Cabe ressaltar que tão relevante quanto a estruturação do Plano de Contingência é a ampla divulgação de seu conteúdo para os profissionais da vigilância em saúde e demais serviços, a fim de direcionar as estratégias de enfrentamento da doença. Também se faz importante a permanente revisão desse Plano pelos especialistas, visando acompanhar a velocidade das mudanças experimentadas.
O acesso oportuno aos dados sobre casos e óbitos de monkeypox, de forma que reflitam verdadeiramente seu contexto epidemiológico, tem-se mostrado um desafio. Os indicadores da doença no país podem estar subestimados, devido a barreiras de testagem, ausência de amplas campanhas informativas sobre sua sintomatologia, como também de orientações de encaminhamento aos serviços de referência e seus fluxos de atendimento. O conhecimento e a análise, de forma continuada, dos indicadores de incidência, mortalidade e cobertura de leitos hospitalares, entre outros, são ferramentas indispensáveis ao planejamento das ações e pactuação de metas pelos gestores e demais envolvidos. Vale lembrar: é essencial que esforços sejam realizados no sentido de garantir a fidedignidade desses dados, para uma resposta oportuna e pautada no Plano previamente estabelecido; e que gestores, profissionais e sociedade civil compreendam as características da doença e compartilhem os indicadores obtidos. A população tem um papel importante nesse processo, na conscientização e propagação de informações baseadas em evidências científicas, bem como na adesão a medidas que minimizem a exposição ao vírus e a disseminação da doença.(8)

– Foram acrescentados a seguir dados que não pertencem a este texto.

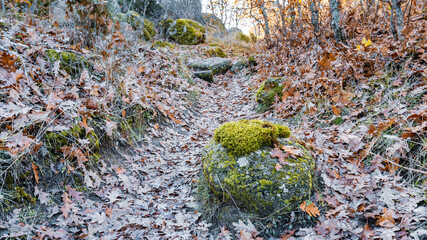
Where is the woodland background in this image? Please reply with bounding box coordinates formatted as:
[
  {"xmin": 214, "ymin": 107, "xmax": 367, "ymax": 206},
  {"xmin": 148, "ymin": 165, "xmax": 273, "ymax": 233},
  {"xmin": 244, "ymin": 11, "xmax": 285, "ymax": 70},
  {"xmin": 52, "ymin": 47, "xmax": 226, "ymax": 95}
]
[{"xmin": 0, "ymin": 0, "xmax": 427, "ymax": 239}]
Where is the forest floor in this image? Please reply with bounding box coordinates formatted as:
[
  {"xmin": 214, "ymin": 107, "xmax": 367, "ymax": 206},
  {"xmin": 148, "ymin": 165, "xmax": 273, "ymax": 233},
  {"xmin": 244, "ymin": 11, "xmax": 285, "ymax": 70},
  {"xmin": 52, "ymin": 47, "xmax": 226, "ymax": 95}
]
[{"xmin": 0, "ymin": 11, "xmax": 427, "ymax": 239}]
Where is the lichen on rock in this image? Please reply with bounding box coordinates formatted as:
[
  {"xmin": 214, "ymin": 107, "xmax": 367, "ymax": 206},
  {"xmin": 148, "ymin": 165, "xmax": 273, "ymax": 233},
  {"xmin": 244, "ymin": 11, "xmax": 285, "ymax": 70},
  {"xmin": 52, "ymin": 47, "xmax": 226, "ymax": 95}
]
[
  {"xmin": 153, "ymin": 40, "xmax": 175, "ymax": 49},
  {"xmin": 255, "ymin": 78, "xmax": 284, "ymax": 112},
  {"xmin": 202, "ymin": 120, "xmax": 315, "ymax": 216},
  {"xmin": 46, "ymin": 49, "xmax": 91, "ymax": 77},
  {"xmin": 214, "ymin": 120, "xmax": 291, "ymax": 156},
  {"xmin": 165, "ymin": 19, "xmax": 206, "ymax": 45}
]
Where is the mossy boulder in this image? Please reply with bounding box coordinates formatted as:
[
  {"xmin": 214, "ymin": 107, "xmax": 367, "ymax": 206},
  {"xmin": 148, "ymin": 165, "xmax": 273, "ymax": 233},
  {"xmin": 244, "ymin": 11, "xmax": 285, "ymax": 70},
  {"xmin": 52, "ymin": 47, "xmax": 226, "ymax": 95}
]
[
  {"xmin": 202, "ymin": 13, "xmax": 226, "ymax": 32},
  {"xmin": 202, "ymin": 120, "xmax": 315, "ymax": 216},
  {"xmin": 230, "ymin": 59, "xmax": 249, "ymax": 73},
  {"xmin": 255, "ymin": 78, "xmax": 284, "ymax": 112},
  {"xmin": 189, "ymin": 57, "xmax": 231, "ymax": 75},
  {"xmin": 46, "ymin": 49, "xmax": 91, "ymax": 77},
  {"xmin": 206, "ymin": 47, "xmax": 227, "ymax": 58},
  {"xmin": 249, "ymin": 32, "xmax": 258, "ymax": 43},
  {"xmin": 193, "ymin": 70, "xmax": 214, "ymax": 82},
  {"xmin": 164, "ymin": 19, "xmax": 206, "ymax": 45},
  {"xmin": 234, "ymin": 32, "xmax": 251, "ymax": 43},
  {"xmin": 123, "ymin": 11, "xmax": 156, "ymax": 41},
  {"xmin": 153, "ymin": 40, "xmax": 175, "ymax": 49}
]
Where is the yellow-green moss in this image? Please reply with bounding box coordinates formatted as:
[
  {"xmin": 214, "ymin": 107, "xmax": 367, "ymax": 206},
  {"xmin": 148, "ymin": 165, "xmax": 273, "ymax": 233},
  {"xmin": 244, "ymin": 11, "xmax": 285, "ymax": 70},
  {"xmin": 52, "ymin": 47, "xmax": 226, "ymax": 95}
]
[
  {"xmin": 46, "ymin": 49, "xmax": 90, "ymax": 77},
  {"xmin": 43, "ymin": 124, "xmax": 100, "ymax": 155},
  {"xmin": 206, "ymin": 47, "xmax": 227, "ymax": 58},
  {"xmin": 153, "ymin": 40, "xmax": 175, "ymax": 49},
  {"xmin": 13, "ymin": 187, "xmax": 36, "ymax": 204},
  {"xmin": 249, "ymin": 32, "xmax": 258, "ymax": 43},
  {"xmin": 234, "ymin": 32, "xmax": 251, "ymax": 43},
  {"xmin": 166, "ymin": 19, "xmax": 206, "ymax": 45},
  {"xmin": 202, "ymin": 139, "xmax": 315, "ymax": 216},
  {"xmin": 214, "ymin": 120, "xmax": 291, "ymax": 156}
]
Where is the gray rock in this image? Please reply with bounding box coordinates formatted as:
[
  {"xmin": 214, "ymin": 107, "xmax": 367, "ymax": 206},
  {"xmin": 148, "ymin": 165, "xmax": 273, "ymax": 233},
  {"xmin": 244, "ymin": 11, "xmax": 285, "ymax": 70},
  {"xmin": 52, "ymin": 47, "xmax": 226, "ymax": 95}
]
[
  {"xmin": 189, "ymin": 57, "xmax": 231, "ymax": 75},
  {"xmin": 255, "ymin": 77, "xmax": 285, "ymax": 112},
  {"xmin": 193, "ymin": 70, "xmax": 213, "ymax": 82},
  {"xmin": 202, "ymin": 139, "xmax": 315, "ymax": 216},
  {"xmin": 230, "ymin": 59, "xmax": 249, "ymax": 73}
]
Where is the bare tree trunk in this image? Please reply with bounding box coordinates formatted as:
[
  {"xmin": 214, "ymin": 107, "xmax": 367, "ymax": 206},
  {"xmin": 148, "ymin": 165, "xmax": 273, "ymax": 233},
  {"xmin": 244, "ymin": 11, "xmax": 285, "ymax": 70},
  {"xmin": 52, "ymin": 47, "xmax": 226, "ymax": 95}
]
[
  {"xmin": 329, "ymin": 0, "xmax": 344, "ymax": 42},
  {"xmin": 1, "ymin": 0, "xmax": 6, "ymax": 15},
  {"xmin": 261, "ymin": 1, "xmax": 271, "ymax": 46},
  {"xmin": 290, "ymin": 6, "xmax": 296, "ymax": 32},
  {"xmin": 276, "ymin": 0, "xmax": 287, "ymax": 36},
  {"xmin": 310, "ymin": 0, "xmax": 319, "ymax": 33}
]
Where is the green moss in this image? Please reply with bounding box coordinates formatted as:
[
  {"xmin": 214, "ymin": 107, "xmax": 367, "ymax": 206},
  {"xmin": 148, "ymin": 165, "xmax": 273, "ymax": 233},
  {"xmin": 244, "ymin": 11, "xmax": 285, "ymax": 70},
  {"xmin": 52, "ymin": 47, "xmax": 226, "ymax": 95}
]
[
  {"xmin": 249, "ymin": 32, "xmax": 258, "ymax": 43},
  {"xmin": 167, "ymin": 19, "xmax": 206, "ymax": 45},
  {"xmin": 202, "ymin": 139, "xmax": 315, "ymax": 216},
  {"xmin": 153, "ymin": 40, "xmax": 175, "ymax": 49},
  {"xmin": 234, "ymin": 32, "xmax": 251, "ymax": 43},
  {"xmin": 46, "ymin": 49, "xmax": 90, "ymax": 77},
  {"xmin": 123, "ymin": 11, "xmax": 156, "ymax": 41},
  {"xmin": 214, "ymin": 120, "xmax": 291, "ymax": 156},
  {"xmin": 248, "ymin": 55, "xmax": 257, "ymax": 66},
  {"xmin": 43, "ymin": 124, "xmax": 100, "ymax": 158},
  {"xmin": 333, "ymin": 117, "xmax": 344, "ymax": 125},
  {"xmin": 255, "ymin": 78, "xmax": 284, "ymax": 111},
  {"xmin": 13, "ymin": 187, "xmax": 36, "ymax": 204},
  {"xmin": 143, "ymin": 19, "xmax": 156, "ymax": 41},
  {"xmin": 206, "ymin": 47, "xmax": 227, "ymax": 58}
]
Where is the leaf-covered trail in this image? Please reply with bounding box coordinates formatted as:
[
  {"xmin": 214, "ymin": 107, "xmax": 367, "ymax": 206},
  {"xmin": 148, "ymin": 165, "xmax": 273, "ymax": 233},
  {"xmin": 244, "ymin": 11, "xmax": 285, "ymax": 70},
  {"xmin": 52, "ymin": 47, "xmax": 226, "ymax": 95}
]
[
  {"xmin": 40, "ymin": 70, "xmax": 257, "ymax": 239},
  {"xmin": 88, "ymin": 71, "xmax": 256, "ymax": 239}
]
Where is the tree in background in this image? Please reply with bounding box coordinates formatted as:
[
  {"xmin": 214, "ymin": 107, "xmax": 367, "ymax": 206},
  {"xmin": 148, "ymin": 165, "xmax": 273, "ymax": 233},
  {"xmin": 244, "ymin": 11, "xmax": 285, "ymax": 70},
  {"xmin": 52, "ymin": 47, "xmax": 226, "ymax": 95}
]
[{"xmin": 329, "ymin": 0, "xmax": 344, "ymax": 42}]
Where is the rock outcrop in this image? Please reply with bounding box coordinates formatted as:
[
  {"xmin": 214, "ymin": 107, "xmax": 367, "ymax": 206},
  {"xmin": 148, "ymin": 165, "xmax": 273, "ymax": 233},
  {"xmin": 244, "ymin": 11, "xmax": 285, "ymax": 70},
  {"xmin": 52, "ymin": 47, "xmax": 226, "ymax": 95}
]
[{"xmin": 203, "ymin": 120, "xmax": 315, "ymax": 216}]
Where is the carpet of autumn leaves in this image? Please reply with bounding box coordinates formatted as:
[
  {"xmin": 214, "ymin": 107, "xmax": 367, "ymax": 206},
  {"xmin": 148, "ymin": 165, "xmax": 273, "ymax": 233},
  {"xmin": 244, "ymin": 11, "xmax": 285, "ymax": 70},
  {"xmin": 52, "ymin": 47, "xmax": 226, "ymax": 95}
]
[{"xmin": 0, "ymin": 0, "xmax": 427, "ymax": 239}]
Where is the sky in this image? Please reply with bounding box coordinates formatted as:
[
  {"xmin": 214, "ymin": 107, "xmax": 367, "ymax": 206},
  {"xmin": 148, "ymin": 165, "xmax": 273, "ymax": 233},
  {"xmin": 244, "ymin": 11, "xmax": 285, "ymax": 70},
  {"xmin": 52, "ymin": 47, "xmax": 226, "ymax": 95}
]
[{"xmin": 201, "ymin": 0, "xmax": 252, "ymax": 35}]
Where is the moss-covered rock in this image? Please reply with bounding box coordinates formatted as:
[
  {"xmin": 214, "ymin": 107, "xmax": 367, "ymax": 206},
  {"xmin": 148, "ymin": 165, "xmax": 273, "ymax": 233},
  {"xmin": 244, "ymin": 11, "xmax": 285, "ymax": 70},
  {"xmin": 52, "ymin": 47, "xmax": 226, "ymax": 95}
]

Vale destacar, ainda, que a OMS preconiza o isolamento do doente, a higienização de superfícies ou cômodos com frequência, a separação de utensílios, a lavagem de roupas de cama e banho com água quente, a manutenção de ambientes com boa ventilação e a lavagem regular das mãos, como principais medidas de prevenção do contágio e da disseminação da infecção. Contudo, a implementação dessas ações é complexa, quando se constata a desigualdade socioeconômica no país. Dessa forma, constitui mais um desafio para os serviços identificar essas desigualdades e direcionar ações aos grupos caracterizados por qualquer tipo de vulnerabilidade, seja por condições biológicas, seja por diferenças sociais.(12)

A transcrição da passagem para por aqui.